Encompassing the north east of Cádiz and north west of Málaga provinces, this area is saturated in history with palaeolithic cave paintings, neolithic dolmens, bronze and copper age remains, Roman roads, Visigoth fountains and Moorish towers. For the most part, this tour takes us through towns created during almost 800 years of Muslim settlement. Berber tribes arrived here in around 714, coming from similar mountainous terrain in Morocco. They chose easily defended sites and built watch towers as an early warning system against attack. All of which was needed as this area was a lasting frontier between the Muslim and Christian kingdoms. The Moors were killed, expelled or converted to Christianity in this area in around 1483-5 under the command of Don Rodrigo Ponce de León, Marquis of Cádiz.

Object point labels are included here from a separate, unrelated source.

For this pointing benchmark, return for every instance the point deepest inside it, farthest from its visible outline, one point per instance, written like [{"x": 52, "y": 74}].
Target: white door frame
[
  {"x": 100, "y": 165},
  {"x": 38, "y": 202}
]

This part of Andalucía has seen many fluctuations, with a steep population decline during a Black Death epidemic ‘Epidemia de peste’ in the 12th C, the French invasion ‘Guerra de la Independencia’ 1808-1814 and an economical boom and growth in the 18th and early 19th centuries. A time when Bandits ‘Bandeleros’ lived in hiding and stole from the wealthy, often attacking travellers in the mountains and forests.
The ‘Pueblos Blancos’ or White Villages of Andalusia preserve a cultural heritage. And whilst each village displays its individual history and continues to pass on artisan crafts through the generations, they also embrace modern living and offer the visitor many conveniences.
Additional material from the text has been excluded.